ArK: Augmented Reality with Knowledge Interactive Emergent Ability

Despite the growing adoption of mixed reality and interactive AI agents, it remains challenging for these systems to generate high quality 2D/3D scenes in unseen environments. The common practice requires deploying an AI agent to collect large amounts of data for model training for every new task. This process is costly, or even impossible, for many domains. In this study, we develop an infinite agent that learns to transfer knowledge memory from general foundation models (e.g. GPT4, DALLE) to novel domains or scenarios for scene understanding and generation in the physical or virtual world. The heart of our approach is an emerging mechanism, dubbed Augmented Reality with Knowledge Inference Interaction (ArK), which leverages knowledge-memory to generate scenes in unseen physical world and virtual reality environments. The knowledge interactive emergent ability (Figure 1) is demonstrated as the observation learns i) micro-action of cross-modality: in multi-modality models to collect a large amount of relevant knowledge memory data for each interaction task (e.g., unseen scene understanding) from the physical reality; and ii) macro-behavior of reality-agnostic: in mix-reality environments to improve interactions that tailor to different characterized roles, target variables, collaborative information, and so on. We validate the effectiveness of ArK on the scene generation and editing tasks. We show that our ArK approach, combined with large foundation models, significantly improves the quality of generated 2D/3D scenes, compared to baselines, demonstrating the potential benefit of incorporating ArK in generative AI for applications such as metaverse and gaming simulation.

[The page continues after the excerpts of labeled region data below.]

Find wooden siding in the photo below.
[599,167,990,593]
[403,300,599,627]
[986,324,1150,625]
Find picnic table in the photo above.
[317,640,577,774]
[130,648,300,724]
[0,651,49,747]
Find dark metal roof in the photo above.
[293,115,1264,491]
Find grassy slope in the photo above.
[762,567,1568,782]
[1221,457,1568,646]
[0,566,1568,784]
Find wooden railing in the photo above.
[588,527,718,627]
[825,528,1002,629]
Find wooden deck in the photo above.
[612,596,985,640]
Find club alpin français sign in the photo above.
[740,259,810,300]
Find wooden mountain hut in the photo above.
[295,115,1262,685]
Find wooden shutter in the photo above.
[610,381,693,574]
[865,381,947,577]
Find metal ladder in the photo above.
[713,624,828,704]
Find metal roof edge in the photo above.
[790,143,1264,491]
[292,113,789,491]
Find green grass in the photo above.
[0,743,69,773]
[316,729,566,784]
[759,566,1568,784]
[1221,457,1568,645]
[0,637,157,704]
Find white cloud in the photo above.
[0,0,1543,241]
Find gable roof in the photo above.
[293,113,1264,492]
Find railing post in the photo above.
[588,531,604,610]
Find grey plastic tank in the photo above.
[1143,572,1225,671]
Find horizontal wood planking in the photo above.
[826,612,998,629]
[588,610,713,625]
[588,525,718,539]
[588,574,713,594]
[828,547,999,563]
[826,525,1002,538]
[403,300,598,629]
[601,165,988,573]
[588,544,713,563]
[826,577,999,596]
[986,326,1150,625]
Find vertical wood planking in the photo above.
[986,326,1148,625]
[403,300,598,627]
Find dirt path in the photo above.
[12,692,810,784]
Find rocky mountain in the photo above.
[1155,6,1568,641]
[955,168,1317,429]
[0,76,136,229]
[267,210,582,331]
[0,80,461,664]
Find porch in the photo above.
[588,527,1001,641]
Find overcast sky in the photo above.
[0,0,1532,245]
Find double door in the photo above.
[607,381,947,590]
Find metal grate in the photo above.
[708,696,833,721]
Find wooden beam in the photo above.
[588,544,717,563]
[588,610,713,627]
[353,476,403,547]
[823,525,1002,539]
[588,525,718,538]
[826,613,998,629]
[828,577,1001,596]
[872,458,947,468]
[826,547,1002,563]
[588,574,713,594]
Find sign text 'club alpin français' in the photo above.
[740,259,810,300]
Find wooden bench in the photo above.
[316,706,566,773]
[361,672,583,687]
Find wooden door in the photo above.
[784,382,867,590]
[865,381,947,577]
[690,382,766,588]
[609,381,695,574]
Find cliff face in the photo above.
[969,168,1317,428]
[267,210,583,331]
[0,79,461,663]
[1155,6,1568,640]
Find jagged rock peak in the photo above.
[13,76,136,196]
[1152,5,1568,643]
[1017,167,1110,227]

翻译：摘要：尽管混合现实和交互式AI代理的采用日益广泛，这些系统在未知环境中生成高质量2D/3D场景仍面临挑战。常规做法需要部署AI代理为每个新任务收集大量数据以训练模型，这一过程在众多领域中成本高昂甚至难以实现。本研究开发了一种无限代理，能够学习将通用基础模型（如GPT4、DALLE）中的知识记忆迁移至新型领域或场景，用于物理或虚拟世界中的场景理解与生成。该方法的核心是一种名为"增强现实与知识推理交互"（ArK）的新兴机制，该机制利用知识记忆在未知物理世界和虚拟现实环境中生成场景。知识交互涌现能力（如图1所示）体现为：i）跨模态微观动作：通过多模态模型从物理现实中为每个交互任务（如未知场景理解）收集大量相关知识记忆数据；ii）跨现实宏观行为：在混合现实环境中提升针对不同角色特征、目标变量、协作信息等的定制化交互。我们在场景生成与编辑任务上验证了ArK的有效性。结果表明，与基线方法相比，ArK方法结合大型基础模型能显著提升生成2D/3D场景的质量，展现了将ArK融入生成式AI（如元宇宙和游戏仿真应用）的潜在价值。